The fourth quarter was an entire game within itself. Both teams traded blow after blow, combining for sixty-two points and eight touchdowns. Chase Brice threw four of his six touchdowns for the day in the final ten and a half minutes of the game. With fans at The Rock roaring, App State, who had trailed by twenty points, came back to tie the score at 49-all on Camerun Peoples' 38-yard touchdown run and Michael Hughes' extra point with exactly four minutes remaining.
Carolina moved back ahead, converting a third-and-9 pass from Drake Maye to an open DJ Jones for a forty-two-yard touchdown with just under three minutes remaining before the Mountaineers moved quickly into UNC territory in the final minute. Chase Brice hit Dashaun Davis for a twenty-eight-yard touchdown with thirty-one seconds left, and the Mountaineers went for a go-ahead two-point conversion, but the pass to Davis sailed just out of his reach.
“I had made my mind up early that we were going for two and the win,” App State head coach Shawn Clark said after the game. “We're not going for second place at Appalachian State.”
UNC's Bryson Nesbit returned the onside kick for a touchdown, but that at least gave App State one more chance, because the extra point kept the margin as a one-score game at 63-55. Milan Tucker's long kickoff return to near midfield and Brice's twenty-two-yard completion to Kaedin Robinson set up another Brice-to-Robinson connection, this one a twenty-six-yard touchdown with nine seconds remaining.

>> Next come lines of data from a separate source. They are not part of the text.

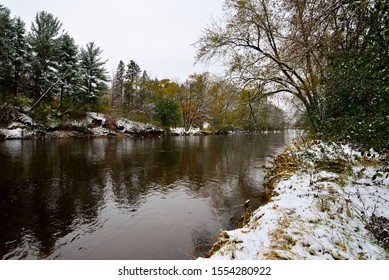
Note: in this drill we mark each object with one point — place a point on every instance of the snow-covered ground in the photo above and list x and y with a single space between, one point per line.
329 202
94 124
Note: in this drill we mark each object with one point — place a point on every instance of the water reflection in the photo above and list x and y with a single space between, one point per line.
126 198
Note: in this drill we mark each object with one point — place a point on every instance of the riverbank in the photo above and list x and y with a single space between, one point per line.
329 201
92 125
22 126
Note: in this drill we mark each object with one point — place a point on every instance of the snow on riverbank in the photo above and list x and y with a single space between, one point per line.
329 202
93 124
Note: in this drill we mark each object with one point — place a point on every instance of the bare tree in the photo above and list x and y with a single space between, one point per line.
274 46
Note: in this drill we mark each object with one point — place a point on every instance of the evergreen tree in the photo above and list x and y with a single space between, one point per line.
118 85
93 73
12 52
131 83
68 63
20 57
44 40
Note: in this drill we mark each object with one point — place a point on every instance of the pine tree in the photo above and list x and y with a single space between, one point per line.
131 83
68 65
6 51
93 73
44 40
118 85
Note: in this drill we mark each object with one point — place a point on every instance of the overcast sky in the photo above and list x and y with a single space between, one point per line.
157 34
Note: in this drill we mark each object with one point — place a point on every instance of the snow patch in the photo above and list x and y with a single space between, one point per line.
317 214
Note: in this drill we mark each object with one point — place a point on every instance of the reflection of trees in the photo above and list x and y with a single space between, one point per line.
47 189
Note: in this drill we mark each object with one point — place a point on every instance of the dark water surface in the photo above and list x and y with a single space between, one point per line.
127 198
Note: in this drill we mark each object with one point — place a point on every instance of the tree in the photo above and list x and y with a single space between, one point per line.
193 97
44 40
274 46
118 85
13 54
131 84
93 73
68 63
168 112
356 85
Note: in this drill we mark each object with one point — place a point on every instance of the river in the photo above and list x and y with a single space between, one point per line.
109 198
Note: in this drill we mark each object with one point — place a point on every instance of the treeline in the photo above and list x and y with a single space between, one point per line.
45 73
201 100
330 56
44 69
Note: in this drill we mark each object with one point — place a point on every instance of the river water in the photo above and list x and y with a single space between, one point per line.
112 198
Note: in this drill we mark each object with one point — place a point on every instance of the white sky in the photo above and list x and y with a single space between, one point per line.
156 34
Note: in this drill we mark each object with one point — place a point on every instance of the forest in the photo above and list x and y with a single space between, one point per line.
327 58
44 73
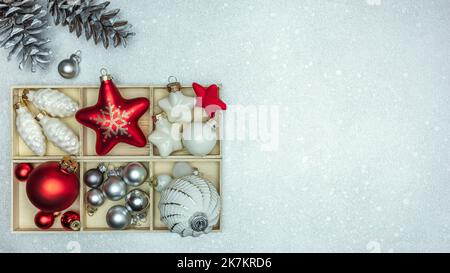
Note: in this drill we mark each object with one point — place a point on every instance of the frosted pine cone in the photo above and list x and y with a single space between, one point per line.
30 131
59 134
54 102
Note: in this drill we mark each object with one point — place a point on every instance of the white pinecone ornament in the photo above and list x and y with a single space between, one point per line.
53 102
59 134
29 130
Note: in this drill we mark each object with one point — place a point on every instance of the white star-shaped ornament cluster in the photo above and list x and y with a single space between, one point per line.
166 136
178 107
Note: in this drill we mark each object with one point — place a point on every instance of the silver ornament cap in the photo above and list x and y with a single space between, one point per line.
118 217
95 198
137 201
134 174
93 178
69 68
114 188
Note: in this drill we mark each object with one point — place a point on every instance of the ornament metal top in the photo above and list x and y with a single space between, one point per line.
69 68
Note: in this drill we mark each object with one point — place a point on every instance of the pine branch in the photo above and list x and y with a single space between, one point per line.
21 26
93 19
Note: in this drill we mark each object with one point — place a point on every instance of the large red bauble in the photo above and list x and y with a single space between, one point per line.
114 119
44 220
51 188
22 171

The Tar Heels took away Brice's throwing options and stopped him short of the goal line on the two-point conversion to secure the win.
After the game UNC head coach Mack Brown praised what he called “two great offenses, two tremendous quarterbacks…a tremendous performance” after the wild fourth quarter while acknowledging “as many things we need to fix on defense, they had two, two-point conversion stops, to win the game.”
Notable North Carolinians
Drake Maye (Hough) – The freshman quarterback threw for 352 yards on 24 of 36 passing and four touchdowns while running for 76 yards and a score.
Kobe Paysour (Kings Mountain) – The freshman wide receiver was a threat the entire afternoon, tallying 8 catches and a touchdown.
Cedric Gray (Ardrey Kell) – the junior linebacker had a big interception late in the third quarter along with a team-high 13 tackles.
Kaedin Robinson (Christ School) – The redshirt sophomore had two big catches on the final, potential, game-tying drive in the last thirty seconds of the game.
Next Week
North Carolina (2-0) is on the road at a Sun Belt foe for the second straight week, taking on Georgia State, while App State (0-1) goes on the road to face preseason #6 Texas A&M from the SEC.